Her work before the first film in 2012 was also pretty interesting, though less scrupulously documented.
She grew up in Louisville, went to New York during spring break at age 14, and persuaded her parents to allow a summer there to explore acting. On July 17, 2007, Variety‘s Brian Lowry reviewed a new Bill Engvall sitcom, “The Bill Engvall Show,” which was hoping to tap into his “blue collar comedy” audience. The standup comic played a family counselor who couldn’t control his own family, including a teen daughter (Lawrence). Lowry wrote that the show was a “decidedly slim and rarely funny,” and there was no mention of the actress beyond the credits.
However, things started to pick up quickly: On June 30, 2008, she won an award at the L.A. Film Festival for her work in Lori Petty’s directing debut, “The Poker House” (in photo above). On Sept. 8 of that year, Lawrence won the Marcello Mastroianni Award for young performers for Guillermo Arriaga’s “The Burning Plain.” Accepting the prize, she thanked her mom; at a press conference afterwards, she said “This is my best 18th birthday present ever.”

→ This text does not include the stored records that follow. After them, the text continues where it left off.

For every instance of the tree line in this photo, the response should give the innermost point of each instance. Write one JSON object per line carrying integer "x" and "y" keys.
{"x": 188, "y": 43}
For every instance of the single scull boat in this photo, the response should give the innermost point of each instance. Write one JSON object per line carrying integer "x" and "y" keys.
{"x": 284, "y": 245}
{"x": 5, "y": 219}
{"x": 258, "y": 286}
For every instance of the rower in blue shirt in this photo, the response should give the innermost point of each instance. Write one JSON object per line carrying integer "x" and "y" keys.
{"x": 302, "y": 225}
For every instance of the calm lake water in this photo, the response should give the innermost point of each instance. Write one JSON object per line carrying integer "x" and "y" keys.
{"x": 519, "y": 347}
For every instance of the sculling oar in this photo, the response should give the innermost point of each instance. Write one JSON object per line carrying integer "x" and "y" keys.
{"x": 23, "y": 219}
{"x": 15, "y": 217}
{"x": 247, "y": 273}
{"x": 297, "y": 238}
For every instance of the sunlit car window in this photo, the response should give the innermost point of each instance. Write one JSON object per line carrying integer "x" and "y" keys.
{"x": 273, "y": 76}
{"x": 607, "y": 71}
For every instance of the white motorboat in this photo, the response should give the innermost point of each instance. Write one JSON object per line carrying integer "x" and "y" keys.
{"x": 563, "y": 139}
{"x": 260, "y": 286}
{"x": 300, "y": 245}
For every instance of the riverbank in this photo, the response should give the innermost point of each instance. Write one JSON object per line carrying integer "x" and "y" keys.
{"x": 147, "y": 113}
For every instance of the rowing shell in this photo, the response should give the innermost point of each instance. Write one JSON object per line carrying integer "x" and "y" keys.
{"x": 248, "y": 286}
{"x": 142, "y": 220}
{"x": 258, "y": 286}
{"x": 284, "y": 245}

But her biggest boost was the 2010 indie “Winter’s Bone,” as a backwoods teen trying to find her missing father. The project had begun in May 2005, when Anonymous Content’s Alix Madigan-Yorkin read an unpublished manuscript by Daniel Woodrell. She passed it along to clients, producer Anne Rosellini and writer-director Debra Granik, who quickly optioned it. They shopped it around, but were told it was too dark. “I was given a list of high-profile actresses that I was told (could secure financing),” said Rossellini. “We weren’t super-psyched about the women. And half the actresses they brought were like 27.”
Eventually they raised $2 million through funders with no industry ties. It won the top jury prize at 2010 Sundance Film Festival.
On the basis of that, Variety picked Lawrence as one of its 10 Actors to Watch. Lawrence had never taken an acting class, but explained how she prepared for the role: “My brother’s friend came over with a squirrel he’d shot and we skinned it in my backyard.”
The film earned four Oscar nominations, including best picture and best actress.
She was on her way. On March 14, 2011, Variety‘s Justin Kroll broke the story that Lawrence was about to be signed as Katniss in “The Hunger Games.” A few months later, director Gary Ross said her audition “was so powerful that it was sort of stunning.”
The following year, the film opened to spectacular box office (nearly $700 million worldwide). Lawrence also starred in “Silver Linings Playbook” in 2012, the David O. Russell film that scored her a best actress Oscar.